Non-routine tasks normally always require a work permit, whereas more routine tasks may not. The need for a permit can also depend on the person carrying out the task and the ways that these tasks might impact health and safety.
The goal of a work permit is to outline what is expected of the individual and ensure that more hazardous tasks are always carried out by people who know what they’re doing. From both a health and safety and a legal perspective, permits to work are essential to the day to day running of a business. Take a look at the main dangers of having an incomplete work permit, and what that could mean for your business.
1. Your people won’t know what is expected of them
One of the main benefits of a work permit is that you can provide documented work instructions including details for specific locations, departments, time of day etc and get these signed off by the employee or contractor.
In this sense, a permit to work provides a kind of guide that is agreed upon before work is completed. Without a complete permit to work, there is nothing to go back to and pull up as a kind of contractual agreement of what work is expected. If you don’t complete your permits to work, you put your business at risk of working with unskilled people who don’t know what they’re doing.
Plus, if it does backfire (eg – they make an error and it costs your business) you won’t have a leg to stand on when it comes to claiming on insurance because you didn’t fully confirm that the person was able and they didn’t sign off on what is expected of them.
2. You won’t be working in a compliant manner
Compliance is a major reason that permits to work exist. If you don’t issue them correctly and fully, you put your business at risk of operating outside of legal requirements. Safety policies are put in place to keep everyone safe – stakeholders, workers and visitors included – and without a work permit your business is essentially ignoring guidelines.

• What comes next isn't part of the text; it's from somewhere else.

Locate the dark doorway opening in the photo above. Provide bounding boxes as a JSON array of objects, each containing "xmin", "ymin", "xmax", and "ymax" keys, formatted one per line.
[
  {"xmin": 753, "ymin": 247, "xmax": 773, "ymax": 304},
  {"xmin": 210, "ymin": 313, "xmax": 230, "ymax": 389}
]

Working in a non-compliant manner can have all kinds of implications on both a legal and moral level. Ensuring that permits to work are complete will give you the best chance of working compliantly and minimising the risk of error.
3. Without permits to work you put your team at risk
Permits to work exist primarily to keep people safe on the job, and without these permits you put your people at risk. This is not only morally problematic, but it makes you liable from a legal and insurance perspective too.
Without a complete work permit, you put your team at risk of:
- Material hazards, such as Hazardous Substances and Dangerous Goods
- Temperature risks, including being ill-equipped to work in hot or cold locations
- Dangerous fumes
- Electrical hazards
- Mechanical energy hazards
- Hazardous areas
- Height dangers
- Radioactive substances
- Many, many more risks that can be posed
What should a permit to work include?
In order to ensure that your permits to work are complete, it can be beneficial to have an online system that notifies you of where you are in the process. This way, you can avoid any miscommunication, loss of paperwork and general difference of completing permits to work.
With a simple to use permit to work software, you will be able to define what your permit to work will cover, describe the precautions necessary and ensure that the individual carrying them out understands what is expected of them. You’ll be able to issue permits to work, deal with permit approvals, audit history of permits and allow sign off on any device including smartphones and tablets.